Têtes et figures/Ange et Démon
Ange et Démon
Là-bas, dans les lointains de radieuse lumière, où trône la Majesté divine, s’ouvre, entre les célestes portiques et la terre, une vallée étrange, mystérieuse, qui se déroule enveloppée d’une pénombre. Les rayons de la lumière divine, et les harmonies de l’Empyrée, y pénètrent rarement.
On nomme cette vallée, la vallée, des Anges ; ces esprits bienheureux y sont légions. Cependant, tout y est silence, et c’est à peine si l’on y entend le plus léger bruissement d’ailes.
C’est là, aux confins de la terre et au seuil de l’éternel séjour, que les séraphiques créatures, penchées avec sollicitude sur le monde terrestre, prêtent l’oreille, essayent, dans la navrante clameur des plaintes, des gémissements, des cris de désespoir, des supplications de toutes sortes, s’exhalant du sein des cohues humaines, de distinguer, saisir au vol, un désir pur, une prière vraie, pour aller les déposer aux pieds du Saint des saints, là où toute supplique de foi et d’amour, non entachée d’égoïsme, est toujours entendue.
Comme la plus subtile impression impure n’est pas admise dans le royaume des cieux, voilà pourquoi les anges sont souvent, très-souvent, obligés d’attendre bien longtemps, avant de pouvoir porter devant le trône de l’Éternel, les suppliques des humains.
Mais ces esprits purs ont la patience inépuisable ; ils ne se lassent pas d’attendre ; leur sollicitude pour les pauvres humains est de tous les instants, et le moindre élan vrai, d’une âme vers la Divinité, leur est une satisfaction plénière pour de bien longues attentes.
Un jour, au sein des foules grouillantes d’orgueil et de convoitises, une voix traversant l’espace, arriva jusqu’aux phalanges angéliques. C’était la voix d’une âme souffrant elle-même, et souffrant pour les autres.
— Veuillez, disait la voix, me donner le pouvoir d’aider mes frères, d’adoucir leurs misères et de sécher leurs larmes ! Permettez que je consacre mon existence à secourir et consoler tous les malheurs ! Pour moi, je ne demande rien ; je ne désire que travailler à faire aimer la vérité et pratiquer le bien.

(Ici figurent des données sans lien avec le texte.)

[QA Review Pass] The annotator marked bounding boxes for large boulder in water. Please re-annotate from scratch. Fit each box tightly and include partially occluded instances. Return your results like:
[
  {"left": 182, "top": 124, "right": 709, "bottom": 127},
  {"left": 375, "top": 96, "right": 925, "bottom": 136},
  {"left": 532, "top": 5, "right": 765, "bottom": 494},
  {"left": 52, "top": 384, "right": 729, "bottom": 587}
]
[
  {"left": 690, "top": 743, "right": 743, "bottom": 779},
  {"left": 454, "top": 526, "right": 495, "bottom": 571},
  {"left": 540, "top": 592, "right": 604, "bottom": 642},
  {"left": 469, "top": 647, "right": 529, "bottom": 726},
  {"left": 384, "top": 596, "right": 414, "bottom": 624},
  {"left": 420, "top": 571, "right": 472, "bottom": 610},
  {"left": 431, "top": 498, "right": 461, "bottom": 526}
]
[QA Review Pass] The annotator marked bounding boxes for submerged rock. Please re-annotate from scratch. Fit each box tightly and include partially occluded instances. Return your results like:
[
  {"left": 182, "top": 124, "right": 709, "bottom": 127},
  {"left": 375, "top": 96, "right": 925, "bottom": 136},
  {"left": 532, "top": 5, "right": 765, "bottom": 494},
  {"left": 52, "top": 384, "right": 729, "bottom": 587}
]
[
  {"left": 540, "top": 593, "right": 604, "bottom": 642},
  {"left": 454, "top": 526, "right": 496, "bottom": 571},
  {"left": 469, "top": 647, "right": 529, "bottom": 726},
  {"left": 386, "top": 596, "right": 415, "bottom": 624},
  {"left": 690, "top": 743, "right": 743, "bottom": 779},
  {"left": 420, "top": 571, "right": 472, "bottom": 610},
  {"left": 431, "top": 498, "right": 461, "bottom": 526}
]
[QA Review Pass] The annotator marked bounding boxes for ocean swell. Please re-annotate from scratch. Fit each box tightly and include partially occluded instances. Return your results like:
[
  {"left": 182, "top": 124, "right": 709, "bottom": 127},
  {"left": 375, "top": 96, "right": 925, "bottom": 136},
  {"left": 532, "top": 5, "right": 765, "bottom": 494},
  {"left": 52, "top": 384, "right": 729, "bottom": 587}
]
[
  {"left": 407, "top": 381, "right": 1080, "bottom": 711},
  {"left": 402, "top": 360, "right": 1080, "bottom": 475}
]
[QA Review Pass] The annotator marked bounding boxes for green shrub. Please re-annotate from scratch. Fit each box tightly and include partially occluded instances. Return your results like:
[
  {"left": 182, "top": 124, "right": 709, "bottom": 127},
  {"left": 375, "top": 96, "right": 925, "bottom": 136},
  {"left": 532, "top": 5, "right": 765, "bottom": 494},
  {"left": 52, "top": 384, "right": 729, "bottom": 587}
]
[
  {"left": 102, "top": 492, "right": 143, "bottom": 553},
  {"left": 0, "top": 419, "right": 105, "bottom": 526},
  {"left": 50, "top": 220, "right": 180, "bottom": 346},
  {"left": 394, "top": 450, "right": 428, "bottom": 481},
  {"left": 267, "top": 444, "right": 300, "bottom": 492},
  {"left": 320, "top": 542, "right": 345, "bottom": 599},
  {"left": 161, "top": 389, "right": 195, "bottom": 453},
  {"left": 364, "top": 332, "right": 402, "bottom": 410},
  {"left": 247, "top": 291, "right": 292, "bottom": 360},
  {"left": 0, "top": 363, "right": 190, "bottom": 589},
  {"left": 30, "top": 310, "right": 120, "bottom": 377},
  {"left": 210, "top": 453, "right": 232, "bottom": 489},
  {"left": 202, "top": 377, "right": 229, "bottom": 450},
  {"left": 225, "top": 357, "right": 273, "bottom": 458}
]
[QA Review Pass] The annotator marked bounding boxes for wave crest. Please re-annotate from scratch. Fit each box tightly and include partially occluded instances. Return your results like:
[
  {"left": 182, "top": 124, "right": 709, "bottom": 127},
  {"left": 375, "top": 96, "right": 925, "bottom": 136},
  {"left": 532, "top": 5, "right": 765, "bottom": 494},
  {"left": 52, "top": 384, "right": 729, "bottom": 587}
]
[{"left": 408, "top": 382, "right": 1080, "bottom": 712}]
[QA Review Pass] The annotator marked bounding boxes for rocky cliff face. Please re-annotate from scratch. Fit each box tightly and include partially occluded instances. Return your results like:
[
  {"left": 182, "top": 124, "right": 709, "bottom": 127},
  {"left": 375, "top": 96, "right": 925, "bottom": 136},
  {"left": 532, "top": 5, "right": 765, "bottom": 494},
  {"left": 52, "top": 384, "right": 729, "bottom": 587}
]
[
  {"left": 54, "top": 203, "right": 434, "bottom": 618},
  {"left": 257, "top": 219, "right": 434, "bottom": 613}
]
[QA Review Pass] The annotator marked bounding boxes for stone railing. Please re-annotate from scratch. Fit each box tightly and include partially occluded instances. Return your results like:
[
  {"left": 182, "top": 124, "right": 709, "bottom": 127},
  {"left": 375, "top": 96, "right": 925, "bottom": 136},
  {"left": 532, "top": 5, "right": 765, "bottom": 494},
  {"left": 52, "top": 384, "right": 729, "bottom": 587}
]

« Mais, ô mon Dieu ! dans quel monde hypocrite, menteur et pervers vis-je ! Je m’y dirige en aveugle, rien moins. Il est des instants où les ténèbres autour de moi sont tellement opaques, que, vraiment, j’ai peine à distinguer entre le vrai et le faux, le mensonge et la vérité. Je me prends à réfléchir là sérieusement, à bravement lutter, et, cependant, je finis par tomber dans des erreurs étranges, des fautes incompréhensibles, et par me laisser absorber par les frivolités les plus bizarres.
« Voilà, ô mon Dieu, voilà ce qui m’arrive, m’arrête en route, me rend perplexe et m’empêche vraiment de faire tout le bien que je désire.
« Ah ! que ne donnerais-je pas pour retrouver le véritable chemin du bien, et voir d’en haut ma prière écoutée et exaucée !
« Que ne ferais-je pas pour avoir un ange, messager de vérité, qui me mettrait en garde contre des faux pas, me guiderait à chaque instant, ange dont la volonté en tout et partout serait mienne !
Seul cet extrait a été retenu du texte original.